By our estimates, 351 job-creating projects promoting energy across the country are currently snarled by a broken permitting process and by a regulatory system that fails to ensure timely reviews and actions. (To see what projects are being delayed and denied in your state, go to www.uschamber.com/pnpstudy.) If allowed to go forward, these projects could produce a $1.1 trillion short-term boost to the economy and create 1.9 million jobs annually.
The flawed regulatory system is also open to manipulation. Some environmental activists and their allies—who should be the strongest green energy supporters of all—are using every resource at their disposal to block, delay, or cancel clean energy projects. They have organized local opposition, changed zoning laws, opposed permits, filed lawsuits, and bled projects dry of their financing. Call it “green tape” bureaucracy. Their efforts are undermining job creation and slowing the adoption of environmentally friendly energy technologies.
Lawmakers and the American public must recognize that our broken permitting process and extreme groups are denying projects opportunities to be fairly considered on their merits.

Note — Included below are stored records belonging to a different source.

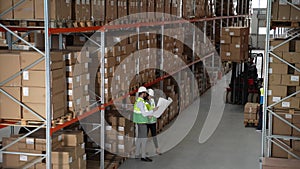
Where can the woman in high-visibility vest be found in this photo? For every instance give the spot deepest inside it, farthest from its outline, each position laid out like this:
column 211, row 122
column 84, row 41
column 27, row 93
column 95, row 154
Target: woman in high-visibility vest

To be clear, we are not saying that illconceived projects should be allowed to move forward. Rather, all projects should be given a fair chance to prove their worth in the market within a reasonable period of time. And if a project is worthy, it should receive a permit.

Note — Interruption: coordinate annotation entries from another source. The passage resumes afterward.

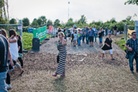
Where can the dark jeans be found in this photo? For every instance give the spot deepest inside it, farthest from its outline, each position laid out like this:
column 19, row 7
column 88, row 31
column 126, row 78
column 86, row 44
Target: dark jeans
column 8, row 79
column 83, row 37
column 79, row 41
column 21, row 61
column 131, row 59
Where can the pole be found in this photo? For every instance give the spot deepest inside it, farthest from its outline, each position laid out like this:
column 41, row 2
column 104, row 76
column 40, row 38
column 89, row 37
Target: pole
column 136, row 27
column 68, row 9
column 20, row 27
column 125, row 31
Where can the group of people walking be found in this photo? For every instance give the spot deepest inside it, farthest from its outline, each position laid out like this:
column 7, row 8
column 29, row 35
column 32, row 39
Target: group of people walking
column 10, row 52
column 89, row 34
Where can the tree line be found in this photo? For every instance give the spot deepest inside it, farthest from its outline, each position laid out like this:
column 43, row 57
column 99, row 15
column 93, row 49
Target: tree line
column 82, row 22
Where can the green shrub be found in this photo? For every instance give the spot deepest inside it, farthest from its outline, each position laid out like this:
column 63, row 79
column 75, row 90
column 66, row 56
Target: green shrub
column 27, row 40
column 121, row 43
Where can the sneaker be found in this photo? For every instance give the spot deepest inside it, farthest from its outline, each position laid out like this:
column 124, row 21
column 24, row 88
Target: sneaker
column 9, row 86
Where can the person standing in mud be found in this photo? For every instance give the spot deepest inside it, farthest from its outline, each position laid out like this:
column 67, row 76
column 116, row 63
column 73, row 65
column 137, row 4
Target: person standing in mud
column 4, row 55
column 101, row 33
column 108, row 46
column 61, row 46
column 20, row 50
column 132, row 51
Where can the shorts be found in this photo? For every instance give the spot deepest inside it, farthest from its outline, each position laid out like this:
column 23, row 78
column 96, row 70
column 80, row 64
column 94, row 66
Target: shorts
column 111, row 51
column 91, row 38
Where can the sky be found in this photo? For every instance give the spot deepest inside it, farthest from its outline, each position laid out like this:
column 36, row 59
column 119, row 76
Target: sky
column 94, row 10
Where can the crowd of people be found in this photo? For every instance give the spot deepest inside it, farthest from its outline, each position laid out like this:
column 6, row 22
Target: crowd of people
column 10, row 53
column 11, row 50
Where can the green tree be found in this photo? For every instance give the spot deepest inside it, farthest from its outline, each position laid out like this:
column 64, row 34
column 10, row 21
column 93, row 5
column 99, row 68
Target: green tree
column 26, row 22
column 82, row 19
column 42, row 21
column 57, row 23
column 35, row 23
column 70, row 23
column 135, row 2
column 128, row 18
column 13, row 21
column 49, row 22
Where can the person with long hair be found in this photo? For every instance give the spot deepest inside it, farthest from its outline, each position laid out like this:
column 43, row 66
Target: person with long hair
column 61, row 46
column 108, row 46
column 5, row 59
column 20, row 51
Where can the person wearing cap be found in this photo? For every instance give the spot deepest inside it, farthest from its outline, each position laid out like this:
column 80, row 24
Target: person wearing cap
column 108, row 46
column 132, row 51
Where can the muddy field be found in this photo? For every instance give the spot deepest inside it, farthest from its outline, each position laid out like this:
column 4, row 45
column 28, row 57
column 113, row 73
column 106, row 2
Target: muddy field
column 85, row 71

The discussion is beginning in Washington about improving the regulatory process. What is urgently needed now is a careful consideration of how all these permitting obstacles, uncertainties, and time delays can be addressed to speed up the processing, approval decisions, and development of many pending job-creating projects. Private investors and developers are prepared to fund, build, and operate energy projects that could materially increase GDP and create jobs—but only if policymakers remove obstacles.
No one objects to a fair and timely process whereby projects are examined and the affected communities can be heard. But reasonableness and common sense must carry the day. The truth is that it takes too long to build almost anything in our country today—even clean, green, and renewable energy resources that create jobs, enhance our energy security, and improve our environment. It’s time for change.